Alex Payne (from twitter): Rails doesn't scale


#1

Ok Ok Ok… first off, I apologize for the sliiightly misleading
subject line. But, I thought I’d try to draw some attention and see if
I could get some discussion going (hopefully no flames though!).

I was browsing around and I came across this interview with Alex Payne
from twitter:
http://www.radicalbehavior.com/5-question-interview-with-twitter-developer-alex-payne

The second interview question is what particularly drew my attention
where he says that they have been running into a number of scaling
issues that they probably wouldn’t have with other frameworks.

There are three main points that caught my attention in the response.

  1. “At this point in time there’s no facility in Rails to talk to more
    than one database at a time.”

  2. “setting up multiple read-only slave databases [is not a quick fix
    to implement]”

  3. Ruby + Rails’ syntactical sugar = slow

Point #3 is pretty well known, the solutions always mentioned before
is scale out. However, Alex says that they can’t because of 1 & 2.
I’ve been under the impression (and still am) that doing 1 & 2 really
isn’t that hard.

So, the question is, what to do if you have a rails app and are in
twitters place?

-carl


EPA Rating: 3000 Lines of Code / Gallon (of coffee)


#2

Carl L. wrote:

  1. “At this point in time there’s no facility in Rails to talk to more
    than one database at a time.”

You can set up another model to use another DB connection that’s
configured in your database.yml file. Like so:

class EmailModel < ActiveRecord::Base
self.abstract_class = true
establish_connection “#{RAILS_ENV}_email”
end

I have actual models that then subclass from EmailModel that actually
interact with tables in that connection’s DB.

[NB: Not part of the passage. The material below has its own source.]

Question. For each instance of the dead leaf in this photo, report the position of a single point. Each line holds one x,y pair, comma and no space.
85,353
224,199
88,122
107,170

In this case, the *_email connection just happens to be to another SQL
Server (gasp!) database on the same server, but there isn’t any reason
that I can think of that you shouldn’t be able to configure another
connection to go wherever you want and deal with it.

You just have to keep track of your models, etc.

Does that sound right to everyone?

Wes


#3

On 4/12/07, Carl L. removed_email_address@domain.invalid wrote:

Ok Ok Ok… first off, I apologize for the sliiightly misleading
subject line. But, I thought I’d try to draw some attention and see if
I could get some discussion going (hopefully no flames though!).

  1. “At this point in time there’s no facility in Rails to talk to more
    than one database at a time.”

I have seen Rails deployments that use multiple databases, theres
an illustration of one on the Ruby on Rails site for a german web
community.

Basically there is two databases, each is attached to a farm
of Rails Pizza boxes. Each Pizza box can only ever see one DB,
but the DBs increment their PKs in 2s (one is even the other odd),
so that they can periodically replicate/merge their data sets.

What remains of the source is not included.